The whole article can be read here at Bloody Elbow - good stuff.

This brings up a great point that I've talked about in the past. Namely, brain trauma is a serious concern for those of us involved in full-contact fight sports and we should take steps to prevent it. The effects of brain trauma accumulate over time and can lead to progressively worse issues - slower reaction speeds, impaired memory and speech patterns, changes in personality, impaired motor control, and even dementia.

Not fun stuff.

In previous posts I've talked about ways to prevent brain trauma. One of the suggestions I've put forward is to take it easy on the sparring. Obviously, if you are getting hit too hard by your sparring partner then your risk for brain trauma will go up significantly.

But, even if you're sparring with light contact, could you still be sparring too much?

How much is too much?

In the Blood Elbow article, Varner suggests sparring once a week or once every other week with headgear, 16oz gloves, and a mouth-guard. This is very cautious, reasonable advice. However, I suspect Varner is talking about sparring with a lot harder contact than what I'd suggest.

Personally, I would advise more frequent sparring done at a much lighter contact level. In Muay Thai this is known as "timing sparring" and it is not uncommon to see Thai boxers engaging in such sparring without the use (or need) of protective equipment.

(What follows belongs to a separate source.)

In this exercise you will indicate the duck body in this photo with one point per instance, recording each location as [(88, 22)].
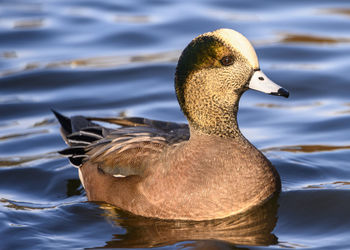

Related: Sparring Like the Thais

The fact of the matter is, there is no consensus regarding the frequency of sparring. We know that brain trauma can occur even when a blow to the head does not cause a concussion. We know that brain trauma accumulates and is made worse by successive blows to the head - again, even if those blows are "sub-concussive". Finally, we know that when a sub-concussive brain injury does occur, it needs a minimum of 5 days worth of recovery time. For an injury that does result in a concussion the recovery time is much longer (1-2 months).

So, the question about how frequently should one spar comes down to a question of how much "contact" to utilize during a sparring session. My advice is more frequent session (3-5 a week) with a much lighter contact level to prevent the chance of brain injury.

We have to remember that sparring is a very effective training method for preparing for a fight. Varner is right that sparring is meant to be a toughness test  - sparring isn't a fight. But, sparring, when done correctly, is one of the only ways to really simulate fighting against a real person - which is what we're all training for.

Harder contact sparring has it's place. Particularly when preparing for a fight. But even then, it should be used sparingly. The Risk vs Reward ratio just isn't worth training hard sparring too much. 

I respect Varner's opinion. He is a very accomplished professional fighter. I just think his level of caution stems more his own medical issues (which have forced him into an early retirement) and the "you've got spar hard to prove you're a badass" culture in the gym where he trained.

So, spar. Spar frequently. But do it with proper protective gear and do it with light contact. Just don't avoid it, because it is a highly useful tool.

Train Hard (and safe),
Josh Skinner

You might also like: 

 3 Quick Tips for Better Sparring


  1. I would recommend hard sparring but with only light blows to the head. I believe it's part of the training to learn how to take beating and hard blows, kicks and even knees and elbows to the body are not that dangerous.

    1. Actually, this is a great alternative as well.